A word to the wise is sufficient.
Delusions is not a symptom of dementia.
You googled for dementia+delusions and got results for 2024 (!!!) junk (in my expert opinion) paper to prove me wrong.
This recent junk paper is not recognized by any medical diagnostic manuals/prescriptions.
I listed standard list of symptoms. My relative fit them perfectly. Biden fits them very well.
Delusions can be a symptom of dementia as well as a number of mental illnesses. My mother died of dementia related causes and had spent several years in a nursing home when she became too much of a danger to herself to remain in her home. Most of the time, she did not suffer from delusions but occasionally, she did, including being certain she was seeing and talking to relatives who had been dead for years. At her worst, she sounded more coherent than Trump usually does.
We definitely do not need a POTUS who is delusional. Which means no Trump.

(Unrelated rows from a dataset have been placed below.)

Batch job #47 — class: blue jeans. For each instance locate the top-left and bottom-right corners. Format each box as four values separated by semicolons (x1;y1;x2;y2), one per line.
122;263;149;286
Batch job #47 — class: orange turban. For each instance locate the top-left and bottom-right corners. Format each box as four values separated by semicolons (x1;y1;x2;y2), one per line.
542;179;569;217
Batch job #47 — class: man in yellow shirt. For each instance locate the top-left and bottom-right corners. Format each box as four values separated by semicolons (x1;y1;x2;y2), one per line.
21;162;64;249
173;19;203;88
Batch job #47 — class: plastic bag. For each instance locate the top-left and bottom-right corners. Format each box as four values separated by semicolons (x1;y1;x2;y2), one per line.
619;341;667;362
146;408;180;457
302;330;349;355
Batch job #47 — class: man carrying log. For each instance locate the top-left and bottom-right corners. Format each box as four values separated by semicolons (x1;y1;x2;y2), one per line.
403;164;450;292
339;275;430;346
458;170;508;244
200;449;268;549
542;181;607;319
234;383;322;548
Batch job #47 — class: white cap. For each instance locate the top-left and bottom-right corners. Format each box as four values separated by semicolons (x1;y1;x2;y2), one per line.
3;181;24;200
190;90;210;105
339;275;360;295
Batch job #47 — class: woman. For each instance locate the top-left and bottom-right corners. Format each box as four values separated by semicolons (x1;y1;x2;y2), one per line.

Sorry Putin.
Thanks for bringing that up, although I doubt we will ever convince him. One of my dear female patients who suffered from dementia, had frequent delusions and hallucinations. Sometimes she thought she was riding on a bus, or on a plane or she was in a different city etc. She actually knew she had dementia. I guess it was drilled into her head by her family as she often would say to me, "I have dementia". I think she died of heart failure before the dementia reached its final stages. She still recognized her family members even if she did have severe delusions.
There are numerous symptoms of AD, the most common form of dementia and I've seen most of them while working as a nurse, but I've already mentioned many of the symptoms, and as Toni just mentioned, Trump has far more suspicious symptoms of cognitive decline compared to Biden.
One more thing....I've read numerous books about the brain, including one about the aging brain. Some neurologists have made the case that the reason that normal aging includes forgetting names, words etc. if because older adults have so much data in our brains, due to our years of life experience, that it sometimes takes us longer to recall things. That happens to me. Last week I forgot the name of someone who works at our senior center, but as a walked out the door, her name suddenly came to me. Hopefully, what those neurologists claim is correct and I'm simply sometimes forgetting names or words due to all the stuff in my brain. All of my older friends have the same problem, some more than others. The ones who I worry about are the ones who totally forget a conversation we had a few day ago, not the ones who forget names. But, our brains do shrink starting around age forty, so maybe we are all losing it, once we pass forty.